If I believed that human intelligence was software, then I'd believe it was entirely non-material.
To assume that human intelligence is software is to make a judgement about something which we don't yet know.
We do know our thought processes are as dependent on the physical structure of our brains as they are on electrical/chemical signals. Any simulation of the human mind would have to model the brain as well, but there's no reason that can't be done.
If you can't override the prediction, do you have free will then? (at least not absolutely free will).
If you have no knowledge of this prediction, how does someone else predicting what you are going to do in any way affect your behavior? Being predictable doesn't mean you don't have free will.
If you are told the prediction, then the prediction would have to predict your reaction to the prediction as well.
For example, if it was predicted that you were going to have toast for breakfast, you might respond: "Damn right I am, I like toast". On the other hand, just to be contrary, you might respond: "Screw that, I'm having cornflakes instead!"

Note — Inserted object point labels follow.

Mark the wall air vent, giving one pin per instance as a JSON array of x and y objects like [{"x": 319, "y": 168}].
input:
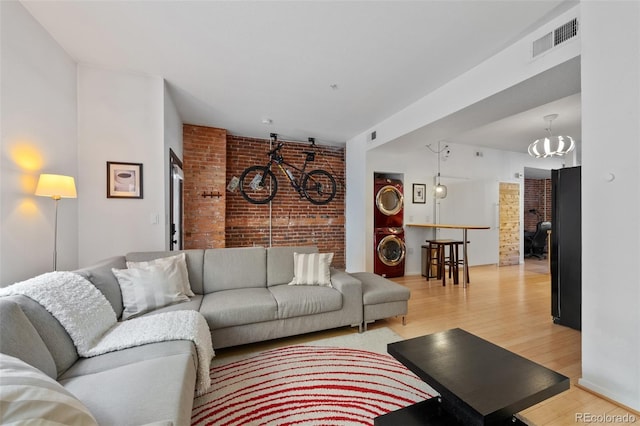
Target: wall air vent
[{"x": 554, "y": 38}]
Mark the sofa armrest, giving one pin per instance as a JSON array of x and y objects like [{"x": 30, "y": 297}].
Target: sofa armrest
[{"x": 351, "y": 289}]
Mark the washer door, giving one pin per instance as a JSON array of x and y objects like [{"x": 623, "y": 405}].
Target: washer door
[
  {"x": 391, "y": 250},
  {"x": 389, "y": 200}
]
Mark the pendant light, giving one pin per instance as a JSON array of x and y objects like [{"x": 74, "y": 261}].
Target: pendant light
[
  {"x": 551, "y": 145},
  {"x": 440, "y": 190}
]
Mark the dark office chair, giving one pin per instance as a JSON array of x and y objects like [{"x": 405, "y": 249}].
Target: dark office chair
[{"x": 538, "y": 242}]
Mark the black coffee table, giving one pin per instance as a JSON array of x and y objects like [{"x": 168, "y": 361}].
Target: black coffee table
[{"x": 479, "y": 383}]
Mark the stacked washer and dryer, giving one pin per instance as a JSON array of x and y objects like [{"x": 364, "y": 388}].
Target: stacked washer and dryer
[{"x": 389, "y": 246}]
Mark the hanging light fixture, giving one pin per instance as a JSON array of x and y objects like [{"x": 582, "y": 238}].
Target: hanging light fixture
[
  {"x": 440, "y": 190},
  {"x": 551, "y": 145}
]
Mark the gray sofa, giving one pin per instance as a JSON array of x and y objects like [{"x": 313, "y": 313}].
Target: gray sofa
[{"x": 242, "y": 293}]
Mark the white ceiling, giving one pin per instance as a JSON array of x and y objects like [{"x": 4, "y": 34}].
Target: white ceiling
[{"x": 232, "y": 64}]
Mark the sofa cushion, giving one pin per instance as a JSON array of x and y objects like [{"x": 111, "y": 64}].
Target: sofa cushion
[
  {"x": 28, "y": 396},
  {"x": 21, "y": 340},
  {"x": 131, "y": 355},
  {"x": 280, "y": 263},
  {"x": 237, "y": 307},
  {"x": 138, "y": 393},
  {"x": 101, "y": 276},
  {"x": 312, "y": 269},
  {"x": 234, "y": 268},
  {"x": 54, "y": 336},
  {"x": 192, "y": 305},
  {"x": 176, "y": 266},
  {"x": 146, "y": 289},
  {"x": 295, "y": 301},
  {"x": 194, "y": 259}
]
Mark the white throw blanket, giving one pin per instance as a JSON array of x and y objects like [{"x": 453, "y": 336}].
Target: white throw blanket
[{"x": 90, "y": 321}]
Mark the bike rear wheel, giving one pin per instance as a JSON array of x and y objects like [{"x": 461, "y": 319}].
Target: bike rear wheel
[
  {"x": 258, "y": 184},
  {"x": 319, "y": 187}
]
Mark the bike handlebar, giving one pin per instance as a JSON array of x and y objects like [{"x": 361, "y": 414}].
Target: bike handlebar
[{"x": 276, "y": 149}]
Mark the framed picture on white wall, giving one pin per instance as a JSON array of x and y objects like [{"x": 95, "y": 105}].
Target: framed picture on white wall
[
  {"x": 124, "y": 180},
  {"x": 419, "y": 196}
]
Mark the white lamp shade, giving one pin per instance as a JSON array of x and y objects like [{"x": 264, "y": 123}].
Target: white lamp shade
[
  {"x": 56, "y": 186},
  {"x": 551, "y": 146}
]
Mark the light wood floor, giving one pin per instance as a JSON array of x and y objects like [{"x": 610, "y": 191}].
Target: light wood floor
[{"x": 509, "y": 306}]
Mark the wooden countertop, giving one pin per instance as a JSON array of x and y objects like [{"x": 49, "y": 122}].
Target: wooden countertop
[{"x": 446, "y": 226}]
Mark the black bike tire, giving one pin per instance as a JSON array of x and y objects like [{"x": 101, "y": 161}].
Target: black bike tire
[
  {"x": 334, "y": 188},
  {"x": 265, "y": 172}
]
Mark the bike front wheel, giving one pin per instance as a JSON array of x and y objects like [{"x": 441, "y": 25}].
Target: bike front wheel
[
  {"x": 319, "y": 187},
  {"x": 258, "y": 184}
]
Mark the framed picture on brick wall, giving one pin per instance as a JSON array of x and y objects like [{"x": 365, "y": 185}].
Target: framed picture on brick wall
[
  {"x": 124, "y": 180},
  {"x": 419, "y": 196}
]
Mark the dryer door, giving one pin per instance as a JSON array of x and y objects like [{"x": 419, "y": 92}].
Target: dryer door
[
  {"x": 389, "y": 200},
  {"x": 391, "y": 250}
]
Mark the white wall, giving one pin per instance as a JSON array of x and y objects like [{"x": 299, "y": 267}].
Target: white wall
[
  {"x": 506, "y": 69},
  {"x": 173, "y": 141},
  {"x": 38, "y": 125},
  {"x": 611, "y": 210},
  {"x": 355, "y": 206},
  {"x": 120, "y": 118}
]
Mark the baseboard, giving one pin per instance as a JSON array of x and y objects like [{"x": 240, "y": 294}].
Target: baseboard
[{"x": 586, "y": 388}]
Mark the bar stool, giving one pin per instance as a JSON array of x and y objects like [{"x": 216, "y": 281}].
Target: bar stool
[{"x": 439, "y": 258}]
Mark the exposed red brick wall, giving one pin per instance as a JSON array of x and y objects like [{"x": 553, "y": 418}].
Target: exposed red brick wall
[
  {"x": 294, "y": 221},
  {"x": 535, "y": 197},
  {"x": 204, "y": 166}
]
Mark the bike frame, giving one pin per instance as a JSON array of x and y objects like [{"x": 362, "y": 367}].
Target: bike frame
[{"x": 278, "y": 160}]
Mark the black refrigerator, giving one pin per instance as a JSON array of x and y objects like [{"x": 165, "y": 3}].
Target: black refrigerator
[{"x": 566, "y": 247}]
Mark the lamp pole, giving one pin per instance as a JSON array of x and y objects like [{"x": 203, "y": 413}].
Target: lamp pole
[{"x": 56, "y": 198}]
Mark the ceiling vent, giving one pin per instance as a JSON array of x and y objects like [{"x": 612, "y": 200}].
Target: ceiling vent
[{"x": 554, "y": 38}]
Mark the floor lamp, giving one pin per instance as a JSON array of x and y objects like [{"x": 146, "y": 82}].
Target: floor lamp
[{"x": 56, "y": 187}]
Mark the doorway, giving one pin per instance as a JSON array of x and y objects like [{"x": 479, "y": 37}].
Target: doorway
[{"x": 176, "y": 178}]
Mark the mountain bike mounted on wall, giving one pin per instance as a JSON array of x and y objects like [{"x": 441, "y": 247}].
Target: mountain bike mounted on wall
[{"x": 259, "y": 185}]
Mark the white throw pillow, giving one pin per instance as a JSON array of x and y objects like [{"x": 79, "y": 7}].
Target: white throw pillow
[
  {"x": 179, "y": 260},
  {"x": 31, "y": 397},
  {"x": 146, "y": 289},
  {"x": 312, "y": 269}
]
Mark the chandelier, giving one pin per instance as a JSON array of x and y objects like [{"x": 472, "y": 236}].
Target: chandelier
[
  {"x": 550, "y": 146},
  {"x": 440, "y": 190}
]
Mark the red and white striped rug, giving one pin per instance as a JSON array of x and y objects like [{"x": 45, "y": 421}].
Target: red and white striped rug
[{"x": 308, "y": 385}]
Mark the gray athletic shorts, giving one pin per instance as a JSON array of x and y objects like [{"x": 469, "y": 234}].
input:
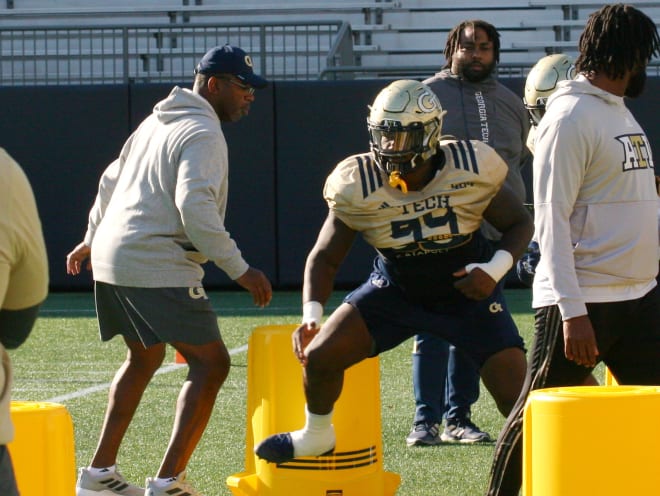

The end result would be ridiculous recursive predictions like "I predict that if I had predicted you would have had toast for breakfast, you'd have had cornflakes instead." or "I predict that if I had predicted you'd have had cornflakes if I had predicted you'd have had toast, then you'd have had eggs instead."
The question of whether or not a hypothetical omniscient prescient entity deliberately manipulating me into eating cornflakes for breakfast by slyly predicting I was going to have toast is a violation of my free will is something I'm content to leave for others to argue about for the time being.
So: Do you think that living organism type machines (if machines they are) degrade so quickly after being turned off that they're difficult to restart?
As far as I'm aware, living organisms don't come with an off switch, they just keep on running until they break down. Depriving a cell of oxygen is a bit like driving a car full speed down the freeway with the radiator disconnected.
Once the engine blows up, you don't expect it to start again.
H.A.L.
Heuristically programmed ALgorithmic Computer.
...and Heuristics constitute a "fairly simple algorithm," where, exactly?
Wikipedia said:
Heuristics are intended to gain computational performance or conceptual simplicity, potentially at the cost of accuracy or precision.
Heuristic programming is
about simplicity (or computational speed). Although, I admit I should have said "
relatively simple" insted of "fairly simple".
Your woo seems to derive from assuming that all things can be replicated. Please, carry on with your woo. But try to understand that semantic games don't change what things are, only how you bat them around on a forum.
Biologists have already manually assembled simple life forms such as viruses from basic molecules, and have simulated them on computers down to the quantum level. Why do you believe that this process cannot be scaled up (in
theory if not practice) to accommodate larger organisms, such as humans?
(If it ever does become possible to replicate an intact individual human mind
complete with memories in a computer simulation, I doubt it will happen in my lifetime.)